Threat Command
- Trello Alerts: Customers that use Trello project management will likely begin receiving more alerts associated with exposures in this environment. This will help users mitigate security exposure related to Trello projects.
- Faster Alerts Data: The Alerts page now loads customer alert data significantly faster, enabling users to access it more than ten times faster.
- Login Password Length: To enhance safety and protection, the minimum password length (when creating or resetting a user's login password) was increased from six to nine characters.

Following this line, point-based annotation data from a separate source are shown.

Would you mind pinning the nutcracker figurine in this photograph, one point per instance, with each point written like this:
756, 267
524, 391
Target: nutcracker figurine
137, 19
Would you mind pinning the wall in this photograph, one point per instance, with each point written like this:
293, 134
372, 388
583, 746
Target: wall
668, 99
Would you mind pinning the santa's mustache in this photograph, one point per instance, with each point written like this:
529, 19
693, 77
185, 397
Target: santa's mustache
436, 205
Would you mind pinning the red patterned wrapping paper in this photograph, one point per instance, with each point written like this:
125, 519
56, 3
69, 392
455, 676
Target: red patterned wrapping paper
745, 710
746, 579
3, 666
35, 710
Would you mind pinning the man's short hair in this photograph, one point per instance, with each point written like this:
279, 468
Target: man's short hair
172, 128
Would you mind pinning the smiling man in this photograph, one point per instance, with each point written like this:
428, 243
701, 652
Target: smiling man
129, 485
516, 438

This change applies to all accounts that access Threat Command from the IntSights login page (not to customers that migrated to the Rapid7 Insight Platform). Existing users do not need to make any changes unless their passwords have expired.
- System State Report: A new "Closed by" column was added to the System State report. This column enables seeing the name of the user who closed the alert.
- Simplified Case Creation: Threat Command users with access to the Rapid7 Customer Support portal can now initiate a new support or intelligence case with the click of a button. The "Create a Case" button, in the header of every dashboard page, takes users directly to the Threat Command Service portal where they can choose a topic and create a case.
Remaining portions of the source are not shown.